Calhoun explained that funding comes from many places. Among those, the state came in second only to university debt.
Money borrowed from the state has to go through an approval process that starts with the six-year capital.
This plan is updated and revised every two years due to the changes in the state budget.
The plan is comprised of a list of several projects which are funded by capital. University planners and engineers make a rough draft of plans for each project and come up with a number and list of costs for each project.
These costs lists are extremely detailed and include the costs of everything that would accumulate from the project including the construction, utilities and furniture among others.
A list is created of all the projects drafted, and several groups review the estimates within the list of projects. The committees prioritize the projects into another list in case the state does not give all the money for all the projects.
The presidents of the university and Board of Visitors ultimately approve the six-year capital plan and add it to the complete budget for the university and submit it for approval by the state.
Once the budget reaches Richmond, it is assessed by several state agencies including the State Council of Higher Education in Virginia (SCHEV) that assesses if the capital plan is really needed at Mason.
If approved, Mason’s budget is added to the governor’s budget for subsequent consideration before full approval by the legislature.
Calhoun said that the state does not usually approve all the university asks for, but generally approves fewer projects than requested.
Calhoun said that for the projects that are approved, the authorized funding levels are usually close to what Facilities estimates.
University debt is how most of the construction projects on campus are funded. Calhoun explained that selling debt for projects is really just building revenue-funded projects, meaning that the university builds something that it will ultimately pay for itself.
Revenue funded projects include buildings used for housing, dining or parking, which create revenue.
Calhoun said that other sources of money for construction on campus include grants, student fees, university cash and private gifts among others.
Calhoun said that money has come from Arlington County for campus construction in that area, and that the federal government has given some funds for projects in Prince William County.
For research buildings that are constructed on campus Calhoun said, “A certain percentage of grant money goes to paying off the debt of the building.”
Masonvale had no university money involved because the land was leased to a private company, said Calhoun.
“I think there is a common misconception that money from building projects can just be moved to other places. Some faculty or staff might say for example ‘Since we haven’t gotten a raise in three years and you’re building like crazy, why not stop a project and put the money towards raises?’” said Calhoun.
“Students could ask a similar question about limiting tuition increases by canceling a project. We get money from the state for a specific project. We can’t transfer money from one project to another or from capital plans to another account within the university,” said Calhoun.
Calhoun explained that the funds are set up in a line item budget, meaning they cannot be moved around from one project to another.
When asked what happens when mistakes or extenuating circumstances occur during a project, Calhoun explained when it is the responsibility of the contractor or the university to pay and where that money comes from.
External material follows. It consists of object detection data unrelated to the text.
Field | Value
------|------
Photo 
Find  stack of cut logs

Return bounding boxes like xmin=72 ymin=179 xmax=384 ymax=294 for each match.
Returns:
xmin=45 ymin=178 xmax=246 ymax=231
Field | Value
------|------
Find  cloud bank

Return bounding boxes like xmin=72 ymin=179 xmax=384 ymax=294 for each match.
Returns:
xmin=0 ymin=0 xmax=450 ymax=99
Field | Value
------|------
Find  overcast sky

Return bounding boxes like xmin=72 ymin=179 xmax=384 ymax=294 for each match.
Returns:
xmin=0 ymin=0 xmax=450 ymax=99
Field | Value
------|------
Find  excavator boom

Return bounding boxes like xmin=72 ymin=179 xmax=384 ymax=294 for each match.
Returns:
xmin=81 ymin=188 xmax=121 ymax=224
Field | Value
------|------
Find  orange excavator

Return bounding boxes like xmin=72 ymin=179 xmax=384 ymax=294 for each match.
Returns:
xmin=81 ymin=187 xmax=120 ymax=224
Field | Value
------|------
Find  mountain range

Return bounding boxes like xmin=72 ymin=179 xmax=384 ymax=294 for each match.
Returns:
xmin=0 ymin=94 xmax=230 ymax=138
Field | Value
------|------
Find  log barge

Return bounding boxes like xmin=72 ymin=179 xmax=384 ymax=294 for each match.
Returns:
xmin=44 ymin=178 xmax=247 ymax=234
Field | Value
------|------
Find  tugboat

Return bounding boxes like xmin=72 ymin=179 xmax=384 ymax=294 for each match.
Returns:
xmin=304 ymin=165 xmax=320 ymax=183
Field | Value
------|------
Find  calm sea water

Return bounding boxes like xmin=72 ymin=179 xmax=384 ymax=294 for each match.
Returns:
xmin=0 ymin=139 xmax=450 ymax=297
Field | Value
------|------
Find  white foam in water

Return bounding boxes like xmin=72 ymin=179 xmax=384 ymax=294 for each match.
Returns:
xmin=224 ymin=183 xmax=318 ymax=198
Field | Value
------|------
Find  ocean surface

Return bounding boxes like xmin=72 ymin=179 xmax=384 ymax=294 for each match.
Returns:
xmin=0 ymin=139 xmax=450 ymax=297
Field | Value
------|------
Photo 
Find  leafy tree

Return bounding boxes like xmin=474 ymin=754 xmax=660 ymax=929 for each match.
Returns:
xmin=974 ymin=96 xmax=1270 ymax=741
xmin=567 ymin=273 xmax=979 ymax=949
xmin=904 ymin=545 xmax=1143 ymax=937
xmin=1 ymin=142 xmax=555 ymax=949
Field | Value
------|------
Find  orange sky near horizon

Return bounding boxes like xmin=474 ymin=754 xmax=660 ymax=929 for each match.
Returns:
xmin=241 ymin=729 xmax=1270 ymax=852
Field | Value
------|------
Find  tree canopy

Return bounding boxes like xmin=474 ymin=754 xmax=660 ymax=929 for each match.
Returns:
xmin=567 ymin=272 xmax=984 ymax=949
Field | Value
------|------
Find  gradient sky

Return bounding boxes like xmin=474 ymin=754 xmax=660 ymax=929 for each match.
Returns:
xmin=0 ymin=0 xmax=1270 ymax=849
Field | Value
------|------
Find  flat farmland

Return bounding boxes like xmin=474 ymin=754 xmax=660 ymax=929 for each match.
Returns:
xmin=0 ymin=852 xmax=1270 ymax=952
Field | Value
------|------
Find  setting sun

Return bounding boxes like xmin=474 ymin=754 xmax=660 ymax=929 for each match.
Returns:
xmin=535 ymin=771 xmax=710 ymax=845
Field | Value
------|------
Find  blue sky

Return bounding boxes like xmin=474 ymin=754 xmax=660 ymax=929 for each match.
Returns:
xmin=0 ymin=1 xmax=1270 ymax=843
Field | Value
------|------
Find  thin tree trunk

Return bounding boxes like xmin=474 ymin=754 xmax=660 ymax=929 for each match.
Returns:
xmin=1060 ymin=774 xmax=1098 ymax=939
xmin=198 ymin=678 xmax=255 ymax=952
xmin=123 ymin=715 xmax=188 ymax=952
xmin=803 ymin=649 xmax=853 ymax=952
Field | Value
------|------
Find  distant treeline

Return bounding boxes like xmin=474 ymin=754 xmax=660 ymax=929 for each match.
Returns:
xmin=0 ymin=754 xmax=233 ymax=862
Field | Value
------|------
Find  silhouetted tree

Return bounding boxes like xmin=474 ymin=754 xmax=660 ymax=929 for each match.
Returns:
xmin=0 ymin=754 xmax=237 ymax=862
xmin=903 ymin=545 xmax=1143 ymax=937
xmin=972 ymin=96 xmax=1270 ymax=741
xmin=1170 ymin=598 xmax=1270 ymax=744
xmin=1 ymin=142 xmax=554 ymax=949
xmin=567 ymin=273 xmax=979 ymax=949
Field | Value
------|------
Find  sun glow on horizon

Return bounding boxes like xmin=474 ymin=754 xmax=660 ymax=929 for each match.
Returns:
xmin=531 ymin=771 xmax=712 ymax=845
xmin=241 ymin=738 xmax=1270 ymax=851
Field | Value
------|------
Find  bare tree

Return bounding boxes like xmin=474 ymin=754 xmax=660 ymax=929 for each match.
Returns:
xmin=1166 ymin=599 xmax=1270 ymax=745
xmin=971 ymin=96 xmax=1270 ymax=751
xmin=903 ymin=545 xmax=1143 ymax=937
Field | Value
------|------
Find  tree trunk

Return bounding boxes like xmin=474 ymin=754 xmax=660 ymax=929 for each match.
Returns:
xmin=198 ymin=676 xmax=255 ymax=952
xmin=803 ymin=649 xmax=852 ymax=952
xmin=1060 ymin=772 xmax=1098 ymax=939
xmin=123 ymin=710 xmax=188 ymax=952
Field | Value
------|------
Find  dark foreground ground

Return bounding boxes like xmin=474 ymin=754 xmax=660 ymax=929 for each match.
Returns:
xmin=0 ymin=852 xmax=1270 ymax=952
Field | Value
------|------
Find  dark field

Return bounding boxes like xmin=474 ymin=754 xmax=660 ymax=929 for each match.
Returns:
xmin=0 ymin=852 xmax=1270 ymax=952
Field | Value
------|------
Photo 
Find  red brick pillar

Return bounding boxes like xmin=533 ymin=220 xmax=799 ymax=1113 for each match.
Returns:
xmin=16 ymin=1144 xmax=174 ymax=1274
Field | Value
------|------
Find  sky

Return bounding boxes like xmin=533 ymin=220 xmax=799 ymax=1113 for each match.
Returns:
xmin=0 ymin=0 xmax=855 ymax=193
There are two common forms of contracts that Mason awards to contractors.
Design/Build contracts are where university planners and engineers set a scope of money for the work, and teams approach the university to negotiate a price for the job. The final price is a locked price, and problems are the responsibility of the team.
Traditional contracts are drafted and offered in a bidding process to companies who may want the job. When a traditional contract is awarded, it is at the bid price offered and there is no negotiation.
Calhoun said that there is always a certain amount of money set aside for change orders, modifications or adjustments within project, to cover things that may happen such as finding things in the ground that slow down the construction process.
“There are always contingency funds or rainy day funds set aside within a project from the beginning, so when something happens – because it always does – we’re covered,” said Calhoun.
Rework that is needed on a job, such as poor quality on part of the project, is always on the contractor to pay for, said Calhoun.
According to Calhoun there is an average 5 percent change order rate on projects.
“When you see things torn down, about 99 times out of 100 those things are at the contractor’s cost,” said Calhoun.
About two to three projects are currently running over budget.
Calhoun said that when a project runs out of money, two ways to solve the problem are to either ask the state for more money or sell more debt in revenue funded projects.